Buildings, homes and communities come together on April 2 in recognition of people with autism and those who love and support them.
Autism-friendly events and educational activities also usually take place throughout April, as part of World Autism Awareness Month.
These aim to increase understanding and acceptance of people with autism, alongside encouraging worldwide support and a kinder, more inclusive world.
What is autism?
The National Autistic Society explains that, “Autism is a lifelong disability which affects how people communicate and interact with the world. There are approximately 700,000 autistic adults and children in the UK.
“Autism is a spectrum condition. All autistic people share certain difficulties, but being autistic will affect them in different ways.
“Some autistic people also have learning disabilities, mental health issues or other conditions, meaning people need different levels of support. All people on the autism spectrum learn and develop.”
What is this year’s theme?
This year’s World Autism Awareness Day 2021 theme is ‘Inclusion in the Workplace: Challenges and Opportunities in a Post-Pandemic World’
The UN said: “The Covid-19 pandemic has exposed and heightened glaring inequalities around the world, especially when it comes to income and wealth distribution, access to health care, protection under the law, and political inclusion.
"Persons with autism have long faced many of these inequalities, which have only been further exacerbated by the pandemic. It’s a problem made worse by long recognised discriminatory hiring practices and workplace environments that present major obstacles for persons with autism; all of which contribute to the unemployment or severe underemployment of a large majority of adults on the autism spectrum.”
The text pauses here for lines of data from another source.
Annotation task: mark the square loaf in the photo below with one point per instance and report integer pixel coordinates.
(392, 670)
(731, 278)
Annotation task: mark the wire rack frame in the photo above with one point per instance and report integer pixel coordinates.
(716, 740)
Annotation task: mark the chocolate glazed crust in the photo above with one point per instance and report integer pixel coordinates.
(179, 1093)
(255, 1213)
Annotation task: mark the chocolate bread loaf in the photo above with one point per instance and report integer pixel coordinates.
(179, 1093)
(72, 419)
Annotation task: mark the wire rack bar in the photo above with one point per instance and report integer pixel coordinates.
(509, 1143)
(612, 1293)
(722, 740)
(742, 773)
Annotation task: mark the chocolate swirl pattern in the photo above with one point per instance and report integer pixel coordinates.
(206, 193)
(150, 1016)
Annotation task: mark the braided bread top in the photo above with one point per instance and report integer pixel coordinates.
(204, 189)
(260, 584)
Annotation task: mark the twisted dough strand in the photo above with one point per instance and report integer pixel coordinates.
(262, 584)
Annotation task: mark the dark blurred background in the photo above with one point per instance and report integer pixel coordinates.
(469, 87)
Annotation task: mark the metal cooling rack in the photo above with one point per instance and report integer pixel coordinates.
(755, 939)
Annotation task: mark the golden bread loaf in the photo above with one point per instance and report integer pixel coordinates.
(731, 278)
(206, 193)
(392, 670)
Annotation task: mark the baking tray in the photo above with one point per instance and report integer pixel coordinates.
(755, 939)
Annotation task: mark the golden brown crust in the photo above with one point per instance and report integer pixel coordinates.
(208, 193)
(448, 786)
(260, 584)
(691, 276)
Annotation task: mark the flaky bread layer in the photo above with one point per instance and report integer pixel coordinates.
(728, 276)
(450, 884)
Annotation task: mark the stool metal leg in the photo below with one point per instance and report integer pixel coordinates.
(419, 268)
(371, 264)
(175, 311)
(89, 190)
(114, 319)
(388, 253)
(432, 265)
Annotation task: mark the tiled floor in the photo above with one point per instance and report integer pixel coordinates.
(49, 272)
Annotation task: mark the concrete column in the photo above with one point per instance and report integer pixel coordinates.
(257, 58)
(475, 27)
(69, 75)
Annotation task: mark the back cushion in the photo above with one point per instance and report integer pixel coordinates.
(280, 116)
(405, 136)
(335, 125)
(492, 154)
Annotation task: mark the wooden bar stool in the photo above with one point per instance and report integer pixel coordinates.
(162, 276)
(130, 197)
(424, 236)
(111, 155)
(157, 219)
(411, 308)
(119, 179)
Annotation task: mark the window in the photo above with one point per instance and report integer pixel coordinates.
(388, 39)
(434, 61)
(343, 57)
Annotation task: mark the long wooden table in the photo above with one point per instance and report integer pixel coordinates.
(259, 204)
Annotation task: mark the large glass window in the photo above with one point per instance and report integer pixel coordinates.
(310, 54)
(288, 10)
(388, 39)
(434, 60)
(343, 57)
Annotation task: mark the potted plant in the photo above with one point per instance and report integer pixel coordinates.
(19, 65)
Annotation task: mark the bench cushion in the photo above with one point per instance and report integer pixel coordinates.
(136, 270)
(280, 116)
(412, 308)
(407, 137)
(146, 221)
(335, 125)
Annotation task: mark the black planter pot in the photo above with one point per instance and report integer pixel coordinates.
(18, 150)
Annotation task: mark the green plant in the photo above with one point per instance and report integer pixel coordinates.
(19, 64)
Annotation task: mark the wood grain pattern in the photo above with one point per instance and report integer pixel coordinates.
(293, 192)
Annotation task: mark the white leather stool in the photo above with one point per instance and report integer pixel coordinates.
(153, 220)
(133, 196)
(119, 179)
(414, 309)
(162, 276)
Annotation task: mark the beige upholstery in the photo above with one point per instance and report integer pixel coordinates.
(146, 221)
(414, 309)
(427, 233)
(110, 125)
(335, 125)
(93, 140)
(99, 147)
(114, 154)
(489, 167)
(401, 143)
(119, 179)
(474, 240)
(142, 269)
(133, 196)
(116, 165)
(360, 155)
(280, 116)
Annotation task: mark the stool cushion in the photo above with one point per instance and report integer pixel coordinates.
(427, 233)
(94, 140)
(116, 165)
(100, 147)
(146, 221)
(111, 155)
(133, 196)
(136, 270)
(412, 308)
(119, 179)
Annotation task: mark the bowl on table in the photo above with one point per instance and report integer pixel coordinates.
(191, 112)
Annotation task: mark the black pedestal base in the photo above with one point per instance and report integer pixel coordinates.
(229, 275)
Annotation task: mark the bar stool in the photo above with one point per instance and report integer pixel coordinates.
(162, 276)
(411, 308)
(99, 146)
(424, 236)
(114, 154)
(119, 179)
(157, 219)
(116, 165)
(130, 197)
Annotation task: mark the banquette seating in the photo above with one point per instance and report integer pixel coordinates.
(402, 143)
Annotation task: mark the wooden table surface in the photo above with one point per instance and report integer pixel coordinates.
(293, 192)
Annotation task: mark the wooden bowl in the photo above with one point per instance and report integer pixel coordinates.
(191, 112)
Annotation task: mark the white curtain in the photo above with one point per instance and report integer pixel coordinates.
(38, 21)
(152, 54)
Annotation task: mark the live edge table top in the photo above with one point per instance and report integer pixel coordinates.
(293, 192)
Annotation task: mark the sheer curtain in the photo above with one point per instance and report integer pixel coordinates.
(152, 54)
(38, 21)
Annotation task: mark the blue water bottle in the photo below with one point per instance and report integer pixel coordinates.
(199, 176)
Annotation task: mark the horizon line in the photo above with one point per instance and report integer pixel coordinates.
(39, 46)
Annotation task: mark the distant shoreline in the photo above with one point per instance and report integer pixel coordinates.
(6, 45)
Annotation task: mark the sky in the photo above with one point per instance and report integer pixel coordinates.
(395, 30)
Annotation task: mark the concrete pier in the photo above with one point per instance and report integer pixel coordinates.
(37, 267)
Although some employers have recently launched inclusive employment programmes, which accommodate people with diagnoses of autism and related conditions, the “pandemic has undoubtedly impacted the efforts of companies to implement these new models,” the UN added.
World Autism Awareness Week 2021
World Autism Awareness Week, which is organised by the National Autistic Society, runs from Monday 29 March to Sunday 4 April 2021.
The National Autistic Society said: “This year’s World Autism Awareness Week (29 March – 4 April) feels more important than ever. It’s an opportunity to think about the society we want to live in when we leave lockdown – and the small things we can all do to make it work better for autistic children, adults and their families.”
The Society also said it wants everyone to understand five things about autism that autistic people and families say are most important to them.
These are that autistic people can:
- feel anxiety about changes or unexpected events
- be under or over sensitive to sound, smells, light, taste and touch (this is called sensory sensitivity)
- need time to process information, like questions or instructions
- face high levels of anxiety in social situations
- have difficulties communicating and interacting with others.
How to get involved from home
You can still get involved with World Autism Awareness Week from home, with these suggestions from the National Autistic Society.
You could take part in the Super 7 Challenge – formerly known as 7k for 700k – by doing something such as running, walking or cycling to creating art, music or food. You just need to choose your own 7-themed activity.